Pages
page_0001
[JAS - 1920 Island of Sheep] HOUGHTON MIFFLIN COMPANY PARK STREET - BOSTON
April 22, 1920.
Dear Buchan:
Perhaps Cadmus and Harmonia will be mildly amused by the fact that the Butchers' Advocate, a trade journal, devoted to the meat business, has just written us asking for a review copy of the Island of Sheep.
"We feel certain", they say, "that a thing of this kind will be exceptionally interesting to the people who read our weekly".
Reviews of the book have been scanty as yet, but I inclose one from the Boston Herald which may interest you.
We have had a good many enthusiastic letters about it, from readers.

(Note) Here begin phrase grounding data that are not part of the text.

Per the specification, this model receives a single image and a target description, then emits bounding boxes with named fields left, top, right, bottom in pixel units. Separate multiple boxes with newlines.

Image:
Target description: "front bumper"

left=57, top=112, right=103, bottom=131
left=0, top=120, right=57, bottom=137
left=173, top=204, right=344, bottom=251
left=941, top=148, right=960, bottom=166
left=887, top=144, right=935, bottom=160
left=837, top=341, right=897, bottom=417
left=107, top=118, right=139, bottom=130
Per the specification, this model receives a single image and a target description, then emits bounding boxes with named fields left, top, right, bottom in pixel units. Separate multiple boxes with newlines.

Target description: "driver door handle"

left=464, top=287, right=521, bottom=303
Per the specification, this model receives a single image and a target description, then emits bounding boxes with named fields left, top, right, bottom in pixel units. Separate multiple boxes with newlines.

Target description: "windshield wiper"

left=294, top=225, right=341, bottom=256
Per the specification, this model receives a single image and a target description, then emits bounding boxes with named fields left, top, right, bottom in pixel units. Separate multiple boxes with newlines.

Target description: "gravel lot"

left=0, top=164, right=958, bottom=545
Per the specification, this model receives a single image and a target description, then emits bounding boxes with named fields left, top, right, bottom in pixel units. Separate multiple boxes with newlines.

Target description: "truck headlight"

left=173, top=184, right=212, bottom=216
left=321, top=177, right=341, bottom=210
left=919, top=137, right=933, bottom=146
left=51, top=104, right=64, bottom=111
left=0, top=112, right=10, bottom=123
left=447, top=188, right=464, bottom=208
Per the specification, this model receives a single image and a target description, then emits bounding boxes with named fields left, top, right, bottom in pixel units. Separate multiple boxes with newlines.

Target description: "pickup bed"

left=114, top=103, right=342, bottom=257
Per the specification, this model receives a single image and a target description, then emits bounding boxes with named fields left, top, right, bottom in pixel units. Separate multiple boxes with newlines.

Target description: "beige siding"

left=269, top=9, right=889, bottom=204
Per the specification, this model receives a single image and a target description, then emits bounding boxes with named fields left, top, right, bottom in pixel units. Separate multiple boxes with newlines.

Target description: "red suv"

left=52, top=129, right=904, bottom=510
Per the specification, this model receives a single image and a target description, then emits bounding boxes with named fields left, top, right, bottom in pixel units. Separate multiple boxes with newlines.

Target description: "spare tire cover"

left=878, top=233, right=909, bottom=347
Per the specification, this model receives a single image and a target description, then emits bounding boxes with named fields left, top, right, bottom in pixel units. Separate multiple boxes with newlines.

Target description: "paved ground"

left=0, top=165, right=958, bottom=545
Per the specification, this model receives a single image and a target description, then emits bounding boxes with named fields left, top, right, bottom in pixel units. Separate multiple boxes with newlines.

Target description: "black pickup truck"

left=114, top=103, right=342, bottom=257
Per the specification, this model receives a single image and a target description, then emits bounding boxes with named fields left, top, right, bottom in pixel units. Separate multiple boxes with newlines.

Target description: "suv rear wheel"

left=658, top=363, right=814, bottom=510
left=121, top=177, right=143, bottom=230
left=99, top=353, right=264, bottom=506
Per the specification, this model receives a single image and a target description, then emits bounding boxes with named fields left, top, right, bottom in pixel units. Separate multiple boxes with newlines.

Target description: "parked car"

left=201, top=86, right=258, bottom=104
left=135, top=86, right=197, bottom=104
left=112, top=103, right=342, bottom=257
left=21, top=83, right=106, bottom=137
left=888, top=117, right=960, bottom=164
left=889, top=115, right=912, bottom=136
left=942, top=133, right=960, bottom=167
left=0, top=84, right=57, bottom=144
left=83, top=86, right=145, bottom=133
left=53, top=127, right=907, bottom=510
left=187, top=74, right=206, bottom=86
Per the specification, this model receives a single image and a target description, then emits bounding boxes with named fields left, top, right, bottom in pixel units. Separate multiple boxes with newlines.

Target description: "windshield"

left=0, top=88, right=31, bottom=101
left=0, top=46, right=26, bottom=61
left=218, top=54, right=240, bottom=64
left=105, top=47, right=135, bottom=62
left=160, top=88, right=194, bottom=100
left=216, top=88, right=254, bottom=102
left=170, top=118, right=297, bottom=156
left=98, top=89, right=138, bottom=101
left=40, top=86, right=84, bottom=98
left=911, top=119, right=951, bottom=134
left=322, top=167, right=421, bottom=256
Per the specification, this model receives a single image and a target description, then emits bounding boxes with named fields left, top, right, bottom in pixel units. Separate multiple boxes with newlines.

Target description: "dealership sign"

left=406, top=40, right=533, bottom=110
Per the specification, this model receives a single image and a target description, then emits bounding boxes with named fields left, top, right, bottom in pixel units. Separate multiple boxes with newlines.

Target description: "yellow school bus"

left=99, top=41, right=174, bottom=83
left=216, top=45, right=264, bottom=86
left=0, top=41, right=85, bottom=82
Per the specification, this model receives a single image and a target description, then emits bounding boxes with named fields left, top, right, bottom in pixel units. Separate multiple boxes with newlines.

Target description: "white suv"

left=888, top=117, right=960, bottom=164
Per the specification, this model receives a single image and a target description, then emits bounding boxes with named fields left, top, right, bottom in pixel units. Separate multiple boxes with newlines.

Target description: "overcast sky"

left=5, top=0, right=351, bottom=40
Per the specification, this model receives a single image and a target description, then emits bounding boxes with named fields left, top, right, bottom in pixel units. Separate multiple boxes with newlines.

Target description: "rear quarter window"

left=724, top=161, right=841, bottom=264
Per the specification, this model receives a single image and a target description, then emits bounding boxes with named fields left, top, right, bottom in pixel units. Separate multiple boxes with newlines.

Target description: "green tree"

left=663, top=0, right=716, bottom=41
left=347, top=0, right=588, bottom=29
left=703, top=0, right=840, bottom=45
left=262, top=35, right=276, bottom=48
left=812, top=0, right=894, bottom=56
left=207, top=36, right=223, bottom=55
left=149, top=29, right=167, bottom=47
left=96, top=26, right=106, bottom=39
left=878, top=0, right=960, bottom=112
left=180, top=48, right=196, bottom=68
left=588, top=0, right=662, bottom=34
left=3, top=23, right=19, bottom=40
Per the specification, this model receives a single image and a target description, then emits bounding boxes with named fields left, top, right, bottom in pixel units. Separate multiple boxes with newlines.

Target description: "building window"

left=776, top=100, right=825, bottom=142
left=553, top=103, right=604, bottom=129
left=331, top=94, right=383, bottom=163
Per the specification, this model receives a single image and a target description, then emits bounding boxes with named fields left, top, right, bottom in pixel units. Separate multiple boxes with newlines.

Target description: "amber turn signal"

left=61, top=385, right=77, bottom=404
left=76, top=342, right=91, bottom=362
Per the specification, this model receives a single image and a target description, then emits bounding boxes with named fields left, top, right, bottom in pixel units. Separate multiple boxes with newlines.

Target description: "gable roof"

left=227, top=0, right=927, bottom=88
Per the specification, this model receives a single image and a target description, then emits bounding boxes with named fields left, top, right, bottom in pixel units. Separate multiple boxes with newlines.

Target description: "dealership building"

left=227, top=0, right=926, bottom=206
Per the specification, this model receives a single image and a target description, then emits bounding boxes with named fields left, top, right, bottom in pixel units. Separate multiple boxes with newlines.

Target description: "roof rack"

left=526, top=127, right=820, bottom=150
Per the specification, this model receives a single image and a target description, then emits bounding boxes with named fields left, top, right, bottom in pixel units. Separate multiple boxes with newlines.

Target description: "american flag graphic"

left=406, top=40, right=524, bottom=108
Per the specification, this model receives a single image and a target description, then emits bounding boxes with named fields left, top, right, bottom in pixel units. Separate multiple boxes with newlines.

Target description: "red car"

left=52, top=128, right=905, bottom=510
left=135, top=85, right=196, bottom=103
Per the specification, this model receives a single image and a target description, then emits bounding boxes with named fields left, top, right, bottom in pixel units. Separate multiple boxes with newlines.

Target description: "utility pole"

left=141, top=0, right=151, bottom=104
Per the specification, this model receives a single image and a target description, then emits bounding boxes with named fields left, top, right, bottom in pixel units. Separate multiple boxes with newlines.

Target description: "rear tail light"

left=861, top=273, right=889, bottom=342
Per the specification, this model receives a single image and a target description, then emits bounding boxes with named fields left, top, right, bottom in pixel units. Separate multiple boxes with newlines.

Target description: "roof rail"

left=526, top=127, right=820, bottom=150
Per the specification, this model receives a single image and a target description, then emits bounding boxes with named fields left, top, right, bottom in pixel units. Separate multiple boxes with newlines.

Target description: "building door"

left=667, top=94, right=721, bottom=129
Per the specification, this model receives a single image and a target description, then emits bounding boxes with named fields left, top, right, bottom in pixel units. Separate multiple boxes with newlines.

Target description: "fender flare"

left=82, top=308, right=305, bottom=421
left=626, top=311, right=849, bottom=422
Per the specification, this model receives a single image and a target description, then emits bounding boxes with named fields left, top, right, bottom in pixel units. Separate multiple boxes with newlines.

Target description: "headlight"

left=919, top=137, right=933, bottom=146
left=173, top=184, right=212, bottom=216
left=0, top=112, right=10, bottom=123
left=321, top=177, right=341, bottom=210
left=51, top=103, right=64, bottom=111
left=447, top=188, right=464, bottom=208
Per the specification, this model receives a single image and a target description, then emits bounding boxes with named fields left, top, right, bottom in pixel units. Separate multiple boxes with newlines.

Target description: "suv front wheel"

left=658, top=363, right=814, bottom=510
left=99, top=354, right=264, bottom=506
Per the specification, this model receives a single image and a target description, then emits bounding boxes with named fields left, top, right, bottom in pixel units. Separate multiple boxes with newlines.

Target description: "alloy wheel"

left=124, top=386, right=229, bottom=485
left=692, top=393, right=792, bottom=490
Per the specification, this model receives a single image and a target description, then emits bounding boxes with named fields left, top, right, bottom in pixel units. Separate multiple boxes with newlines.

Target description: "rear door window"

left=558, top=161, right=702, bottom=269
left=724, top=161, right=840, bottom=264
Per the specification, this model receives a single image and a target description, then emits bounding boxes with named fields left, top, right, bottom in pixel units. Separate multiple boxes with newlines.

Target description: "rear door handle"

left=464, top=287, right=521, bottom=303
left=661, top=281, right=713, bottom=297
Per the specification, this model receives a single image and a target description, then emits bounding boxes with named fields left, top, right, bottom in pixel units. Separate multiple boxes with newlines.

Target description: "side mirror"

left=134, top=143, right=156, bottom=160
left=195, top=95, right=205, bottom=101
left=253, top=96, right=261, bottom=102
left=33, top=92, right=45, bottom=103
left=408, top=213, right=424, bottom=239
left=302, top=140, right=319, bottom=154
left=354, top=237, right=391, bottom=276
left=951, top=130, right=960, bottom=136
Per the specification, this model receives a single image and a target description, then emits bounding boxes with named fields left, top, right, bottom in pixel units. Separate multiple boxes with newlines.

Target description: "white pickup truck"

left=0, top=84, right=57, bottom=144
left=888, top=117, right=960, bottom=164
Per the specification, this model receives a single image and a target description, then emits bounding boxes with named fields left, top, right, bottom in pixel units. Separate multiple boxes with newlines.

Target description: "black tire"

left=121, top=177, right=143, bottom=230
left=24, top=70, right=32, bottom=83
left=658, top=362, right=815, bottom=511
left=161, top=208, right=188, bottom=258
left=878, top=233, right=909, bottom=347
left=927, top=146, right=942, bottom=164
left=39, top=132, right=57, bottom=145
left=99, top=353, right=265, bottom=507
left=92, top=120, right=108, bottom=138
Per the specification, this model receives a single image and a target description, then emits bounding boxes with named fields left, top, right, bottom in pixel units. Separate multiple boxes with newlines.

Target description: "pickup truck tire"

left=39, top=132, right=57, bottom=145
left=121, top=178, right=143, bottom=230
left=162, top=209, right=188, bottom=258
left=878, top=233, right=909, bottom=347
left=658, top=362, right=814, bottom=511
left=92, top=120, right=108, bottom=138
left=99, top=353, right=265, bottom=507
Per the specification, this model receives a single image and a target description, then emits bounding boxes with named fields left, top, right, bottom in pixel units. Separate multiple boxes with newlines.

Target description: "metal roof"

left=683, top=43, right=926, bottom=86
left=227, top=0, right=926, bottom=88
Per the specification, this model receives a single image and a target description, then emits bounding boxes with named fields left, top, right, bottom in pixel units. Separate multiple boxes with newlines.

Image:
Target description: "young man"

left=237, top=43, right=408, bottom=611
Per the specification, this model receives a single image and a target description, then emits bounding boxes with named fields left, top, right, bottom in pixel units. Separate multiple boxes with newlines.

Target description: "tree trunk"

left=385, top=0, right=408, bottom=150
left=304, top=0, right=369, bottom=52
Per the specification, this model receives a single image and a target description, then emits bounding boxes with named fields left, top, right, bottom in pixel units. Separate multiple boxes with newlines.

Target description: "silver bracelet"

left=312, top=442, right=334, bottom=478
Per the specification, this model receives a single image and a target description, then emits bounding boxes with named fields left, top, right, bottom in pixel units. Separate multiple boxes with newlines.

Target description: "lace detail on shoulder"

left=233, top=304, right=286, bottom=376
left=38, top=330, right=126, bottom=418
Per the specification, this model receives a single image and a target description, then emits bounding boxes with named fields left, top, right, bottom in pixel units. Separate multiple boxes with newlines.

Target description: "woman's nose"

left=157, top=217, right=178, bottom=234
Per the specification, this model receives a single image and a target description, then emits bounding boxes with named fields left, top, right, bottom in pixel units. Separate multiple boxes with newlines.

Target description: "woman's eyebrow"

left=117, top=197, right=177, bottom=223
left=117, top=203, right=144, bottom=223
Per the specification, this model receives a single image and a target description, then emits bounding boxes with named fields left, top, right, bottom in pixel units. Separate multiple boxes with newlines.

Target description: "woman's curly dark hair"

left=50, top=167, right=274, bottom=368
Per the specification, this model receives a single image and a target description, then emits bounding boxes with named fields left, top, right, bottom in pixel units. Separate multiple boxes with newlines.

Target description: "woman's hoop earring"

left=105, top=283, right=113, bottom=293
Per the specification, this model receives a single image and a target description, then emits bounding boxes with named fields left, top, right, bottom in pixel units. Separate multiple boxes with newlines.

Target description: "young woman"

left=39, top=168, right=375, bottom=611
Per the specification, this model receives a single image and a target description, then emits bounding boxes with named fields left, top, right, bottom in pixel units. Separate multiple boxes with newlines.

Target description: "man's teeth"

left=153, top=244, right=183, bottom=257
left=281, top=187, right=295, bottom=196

Here is an extract from one from Senator Lodge, which you may like to see: "I am much obliged to you for sending me the "Island of Sheep", which I found on my table
page_0002
last night, on my return from Boston, and which I read before I went to bed, with much pleasure and interest. It is very well done and there is a good deal in it that is really very interesting, though I think the two labor members must be rather unusual examples."
Faithfully yours,
Ferris Greenslet
P.S. Since the above was dictated, I have received an interesting review from the Montreal Gazette, in which I find a few interesting expressions, to wit:
"The Island of Sheep" is what H. G. Wells' later novels should be - and are not."
"The literary form adopted prevents the feeling of irritation engendered by the polemical novel, yet invests the discussion with a human quality which ideas are apt to lose when considered apart from individuals."
John Buchan, Esquire, c/o Thomas Nelsons Ltd., London, England.